Neiman’s racked up billions in debt from two leveraged buyouts, the first of which came in 2005 when TPG Capital and Warburg Pincus, both private equity firms, acquired the luxury retailer for $5.1 billion. They sold their stake in 2013 for $6 billion to private equity firm Ares Management and the Canada Pension Plan Investment Board. Neiman’s management team at the time is believed to have taken a minority stake in the retailer.

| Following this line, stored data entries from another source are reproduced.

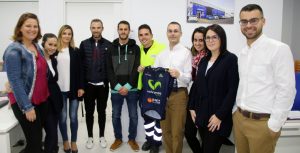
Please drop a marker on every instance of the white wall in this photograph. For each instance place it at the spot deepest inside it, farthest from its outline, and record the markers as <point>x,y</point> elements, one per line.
<point>158,14</point>
<point>295,45</point>
<point>9,15</point>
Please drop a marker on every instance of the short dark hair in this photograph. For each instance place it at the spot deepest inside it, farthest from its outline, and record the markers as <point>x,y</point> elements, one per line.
<point>251,7</point>
<point>46,37</point>
<point>176,23</point>
<point>145,26</point>
<point>198,30</point>
<point>17,32</point>
<point>97,20</point>
<point>124,22</point>
<point>221,34</point>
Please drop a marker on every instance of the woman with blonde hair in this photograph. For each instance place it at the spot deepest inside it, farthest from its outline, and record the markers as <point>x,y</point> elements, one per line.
<point>70,82</point>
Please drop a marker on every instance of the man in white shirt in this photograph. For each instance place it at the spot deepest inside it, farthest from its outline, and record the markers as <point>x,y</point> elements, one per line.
<point>178,59</point>
<point>267,86</point>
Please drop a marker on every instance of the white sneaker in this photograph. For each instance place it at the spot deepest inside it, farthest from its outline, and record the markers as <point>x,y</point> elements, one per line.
<point>90,143</point>
<point>103,142</point>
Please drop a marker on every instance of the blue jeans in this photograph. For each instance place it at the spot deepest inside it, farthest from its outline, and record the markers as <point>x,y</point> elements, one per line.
<point>117,103</point>
<point>73,109</point>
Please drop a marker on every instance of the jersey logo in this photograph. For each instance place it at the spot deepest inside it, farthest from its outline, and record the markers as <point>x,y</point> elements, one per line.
<point>153,87</point>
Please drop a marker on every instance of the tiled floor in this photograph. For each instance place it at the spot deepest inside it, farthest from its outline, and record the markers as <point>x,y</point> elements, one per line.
<point>82,136</point>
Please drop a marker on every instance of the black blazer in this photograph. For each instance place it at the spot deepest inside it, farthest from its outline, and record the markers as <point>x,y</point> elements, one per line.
<point>215,92</point>
<point>55,99</point>
<point>76,75</point>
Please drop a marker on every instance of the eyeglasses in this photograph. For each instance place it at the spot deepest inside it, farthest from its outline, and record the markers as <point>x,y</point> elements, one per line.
<point>211,38</point>
<point>252,21</point>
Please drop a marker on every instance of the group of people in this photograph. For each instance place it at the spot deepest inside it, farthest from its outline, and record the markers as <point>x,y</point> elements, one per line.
<point>251,92</point>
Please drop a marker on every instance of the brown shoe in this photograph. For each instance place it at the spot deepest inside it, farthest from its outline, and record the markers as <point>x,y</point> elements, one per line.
<point>134,146</point>
<point>116,145</point>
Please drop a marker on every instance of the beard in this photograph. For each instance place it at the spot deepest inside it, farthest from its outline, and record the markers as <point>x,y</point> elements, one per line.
<point>96,35</point>
<point>254,36</point>
<point>123,37</point>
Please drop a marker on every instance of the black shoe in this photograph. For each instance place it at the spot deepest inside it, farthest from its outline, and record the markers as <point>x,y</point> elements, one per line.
<point>146,146</point>
<point>67,151</point>
<point>74,151</point>
<point>154,149</point>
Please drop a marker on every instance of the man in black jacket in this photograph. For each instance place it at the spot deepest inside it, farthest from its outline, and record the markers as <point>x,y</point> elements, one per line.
<point>94,55</point>
<point>123,61</point>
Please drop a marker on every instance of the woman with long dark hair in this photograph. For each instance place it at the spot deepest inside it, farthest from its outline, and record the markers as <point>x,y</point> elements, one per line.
<point>198,51</point>
<point>213,93</point>
<point>27,74</point>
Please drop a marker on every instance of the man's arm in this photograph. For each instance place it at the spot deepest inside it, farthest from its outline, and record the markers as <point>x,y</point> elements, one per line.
<point>284,77</point>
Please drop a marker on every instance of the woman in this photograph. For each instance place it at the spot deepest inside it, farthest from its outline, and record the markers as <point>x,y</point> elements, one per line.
<point>27,74</point>
<point>49,42</point>
<point>70,82</point>
<point>198,51</point>
<point>213,93</point>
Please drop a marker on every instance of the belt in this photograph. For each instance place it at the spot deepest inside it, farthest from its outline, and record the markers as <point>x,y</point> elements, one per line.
<point>179,89</point>
<point>252,115</point>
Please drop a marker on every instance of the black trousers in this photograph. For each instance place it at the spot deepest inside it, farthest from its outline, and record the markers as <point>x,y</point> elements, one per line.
<point>95,95</point>
<point>211,142</point>
<point>190,133</point>
<point>32,130</point>
<point>51,124</point>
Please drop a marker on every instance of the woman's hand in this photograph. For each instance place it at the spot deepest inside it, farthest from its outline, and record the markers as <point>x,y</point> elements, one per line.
<point>80,92</point>
<point>7,87</point>
<point>214,123</point>
<point>141,68</point>
<point>193,115</point>
<point>30,115</point>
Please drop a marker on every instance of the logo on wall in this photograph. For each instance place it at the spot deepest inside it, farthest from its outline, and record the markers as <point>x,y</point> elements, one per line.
<point>156,84</point>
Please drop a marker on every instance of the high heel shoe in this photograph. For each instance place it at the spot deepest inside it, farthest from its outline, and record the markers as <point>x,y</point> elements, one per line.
<point>67,150</point>
<point>74,151</point>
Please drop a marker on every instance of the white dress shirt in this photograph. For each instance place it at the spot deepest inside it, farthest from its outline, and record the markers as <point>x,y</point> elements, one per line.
<point>63,69</point>
<point>267,80</point>
<point>179,58</point>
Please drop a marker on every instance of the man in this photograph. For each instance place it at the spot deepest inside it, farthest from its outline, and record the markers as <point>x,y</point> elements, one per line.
<point>123,61</point>
<point>149,50</point>
<point>94,53</point>
<point>267,86</point>
<point>178,59</point>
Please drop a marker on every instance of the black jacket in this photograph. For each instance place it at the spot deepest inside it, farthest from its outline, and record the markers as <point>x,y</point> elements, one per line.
<point>55,99</point>
<point>94,59</point>
<point>122,63</point>
<point>215,92</point>
<point>76,77</point>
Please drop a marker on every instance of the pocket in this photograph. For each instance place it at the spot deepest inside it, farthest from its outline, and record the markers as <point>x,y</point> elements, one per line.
<point>273,134</point>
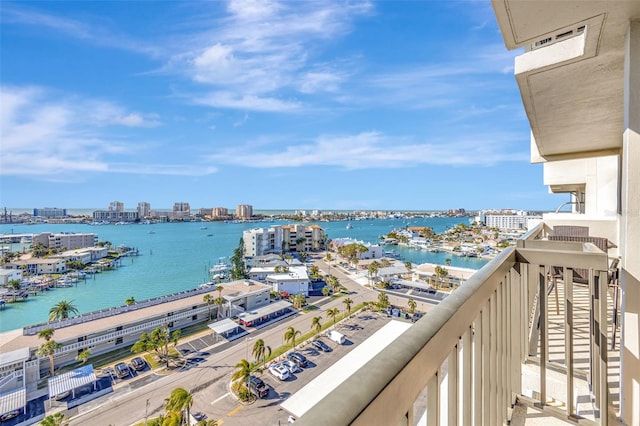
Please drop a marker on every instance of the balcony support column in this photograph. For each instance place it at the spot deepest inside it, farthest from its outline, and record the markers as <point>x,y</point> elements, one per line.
<point>568,338</point>
<point>542,301</point>
<point>466,378</point>
<point>602,354</point>
<point>630,232</point>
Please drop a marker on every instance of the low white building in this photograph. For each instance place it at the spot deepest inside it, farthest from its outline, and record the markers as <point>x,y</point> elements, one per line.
<point>7,275</point>
<point>295,281</point>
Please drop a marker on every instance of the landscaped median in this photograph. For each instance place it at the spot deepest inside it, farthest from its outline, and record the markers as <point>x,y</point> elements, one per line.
<point>244,368</point>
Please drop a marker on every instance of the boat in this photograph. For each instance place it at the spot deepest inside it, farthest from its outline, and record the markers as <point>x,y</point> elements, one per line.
<point>219,271</point>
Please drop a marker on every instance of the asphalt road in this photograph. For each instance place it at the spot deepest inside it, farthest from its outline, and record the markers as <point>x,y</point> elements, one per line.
<point>209,381</point>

But it’s the more recent LBO deal that bloated Neiman’s debt load. After a debt restructuring in June that pushed off some due dates for its debt obligations, and included a second-lien note offering and debt exchange, the luxury retailer restarted talks earlier this year in connection to another debt restructuring, but then found itself with a cash crunch after shuttering its stores last month under social-distancing mandates brought on by the coronavirus pandemic.
Last week, credit ratings firm S&P Global Ratings group downgraded Neiman’s credit rating, citing its unsustainable capital structure. The retailer’s corporate bonds, already in junk territory, were dropped down one notch further.

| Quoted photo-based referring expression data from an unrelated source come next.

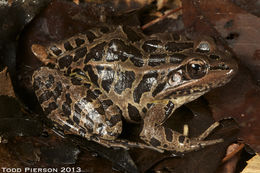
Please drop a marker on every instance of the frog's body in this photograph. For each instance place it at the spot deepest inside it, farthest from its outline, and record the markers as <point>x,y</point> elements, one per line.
<point>101,76</point>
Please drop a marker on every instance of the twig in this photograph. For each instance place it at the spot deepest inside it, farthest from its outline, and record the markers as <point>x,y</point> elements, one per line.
<point>160,18</point>
<point>231,155</point>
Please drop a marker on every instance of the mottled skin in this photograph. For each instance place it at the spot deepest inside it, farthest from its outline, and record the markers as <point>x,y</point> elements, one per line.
<point>96,78</point>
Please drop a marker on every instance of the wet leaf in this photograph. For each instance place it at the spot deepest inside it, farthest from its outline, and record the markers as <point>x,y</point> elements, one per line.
<point>253,165</point>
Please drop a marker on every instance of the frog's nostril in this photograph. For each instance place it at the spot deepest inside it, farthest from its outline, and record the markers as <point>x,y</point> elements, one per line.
<point>215,57</point>
<point>224,67</point>
<point>203,47</point>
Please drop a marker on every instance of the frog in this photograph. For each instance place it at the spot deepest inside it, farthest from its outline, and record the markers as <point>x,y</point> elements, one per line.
<point>93,81</point>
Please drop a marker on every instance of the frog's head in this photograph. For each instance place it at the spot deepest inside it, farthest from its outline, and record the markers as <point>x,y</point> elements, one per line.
<point>202,69</point>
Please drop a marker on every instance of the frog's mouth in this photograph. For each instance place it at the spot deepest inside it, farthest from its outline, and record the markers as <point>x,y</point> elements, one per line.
<point>216,77</point>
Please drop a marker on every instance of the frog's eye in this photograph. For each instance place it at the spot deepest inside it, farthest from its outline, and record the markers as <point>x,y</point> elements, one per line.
<point>196,69</point>
<point>203,47</point>
<point>175,79</point>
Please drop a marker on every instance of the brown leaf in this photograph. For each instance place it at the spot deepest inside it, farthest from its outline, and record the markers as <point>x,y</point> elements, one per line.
<point>6,87</point>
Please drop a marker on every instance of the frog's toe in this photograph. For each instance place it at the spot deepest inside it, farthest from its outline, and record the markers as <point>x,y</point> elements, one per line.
<point>197,144</point>
<point>208,131</point>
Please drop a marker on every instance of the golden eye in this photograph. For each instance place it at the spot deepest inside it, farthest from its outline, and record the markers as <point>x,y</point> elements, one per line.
<point>196,69</point>
<point>175,79</point>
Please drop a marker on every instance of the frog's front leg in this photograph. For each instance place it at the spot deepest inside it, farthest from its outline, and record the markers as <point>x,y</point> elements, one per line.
<point>80,108</point>
<point>165,138</point>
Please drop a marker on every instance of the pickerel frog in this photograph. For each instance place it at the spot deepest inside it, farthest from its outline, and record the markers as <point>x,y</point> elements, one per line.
<point>93,80</point>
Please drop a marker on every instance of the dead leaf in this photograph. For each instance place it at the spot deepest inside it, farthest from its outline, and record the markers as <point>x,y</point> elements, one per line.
<point>253,165</point>
<point>6,87</point>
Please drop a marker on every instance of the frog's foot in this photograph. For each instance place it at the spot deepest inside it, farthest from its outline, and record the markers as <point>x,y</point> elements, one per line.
<point>167,139</point>
<point>121,143</point>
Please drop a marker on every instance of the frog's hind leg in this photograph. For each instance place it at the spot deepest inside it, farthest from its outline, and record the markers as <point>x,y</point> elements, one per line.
<point>81,109</point>
<point>165,138</point>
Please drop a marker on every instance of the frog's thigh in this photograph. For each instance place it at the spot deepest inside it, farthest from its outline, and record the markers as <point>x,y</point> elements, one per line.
<point>80,108</point>
<point>165,138</point>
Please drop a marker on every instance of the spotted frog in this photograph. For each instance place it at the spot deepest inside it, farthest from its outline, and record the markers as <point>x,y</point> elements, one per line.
<point>94,80</point>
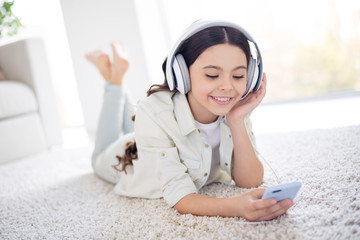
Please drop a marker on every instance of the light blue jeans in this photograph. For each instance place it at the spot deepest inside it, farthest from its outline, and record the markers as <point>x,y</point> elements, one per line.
<point>115,128</point>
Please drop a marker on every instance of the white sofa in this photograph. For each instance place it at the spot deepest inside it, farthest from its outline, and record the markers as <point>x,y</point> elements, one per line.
<point>29,118</point>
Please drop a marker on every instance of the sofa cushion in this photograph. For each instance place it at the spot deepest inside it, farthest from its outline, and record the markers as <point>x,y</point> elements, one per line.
<point>15,99</point>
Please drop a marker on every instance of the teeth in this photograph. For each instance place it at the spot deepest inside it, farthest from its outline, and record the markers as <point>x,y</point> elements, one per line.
<point>222,99</point>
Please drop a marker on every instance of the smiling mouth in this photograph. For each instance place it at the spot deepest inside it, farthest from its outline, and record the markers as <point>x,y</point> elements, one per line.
<point>222,100</point>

“We could raise our ratings on Neiman if its performance improves and we see a pathway for it to refinance its onerous capital structure at par. This would include the nearly $138 million of unsecured debt due October 2021,” S&P said.
Neiman’s last month furloughed most of its 14,000 workers, leaving just a small quorum to handle online fulfillment. And it put up for sale two Texas distribution centers in Longview and in Las Colinas that it no longer needs. The retailer is also trying to offload luxury fashion e-commerce platform Mytheresa.com.
If Baker was scared off by Neiman’s high debt load two years ago, then there’s a chance he could find that Neiman’s could be had on the relatively cheap side given the retailer’s distressed balance sheet. But there’s the possibility he could run into trouble coming up with the funds to push ahead on that long-sought dream. One financier, who said Baker is circling around Neiman’s again, also noted that he has a penchant for waiting quietly until he can acquire what he wants at “the right price.”
Neiman’s isn’t the only retailer trying to figure out how to handle debt payments. J.C. Penney Co. Inc., which also missed a $12 million interest payment last week, is similarly in ongoing talks to explore the best option for its future. While bankruptcy has been discussed, it isn’t the only option on the table, the source said, emphasizing that a “bankruptcy is not inevitable.”
Other retailers in better shape have already drawn down on credit lines to build up cash reserves, or have started raising additional funding through private placements of senior notes due 2025. Cash has been a problem for all brick-and-mortar-based fashion retailers forced to idle stores in the wake of COVID-19. While online platforms remain open for business, those sales don’t even come close to what a retailer can rake in when its brick-and-mortar stores are open.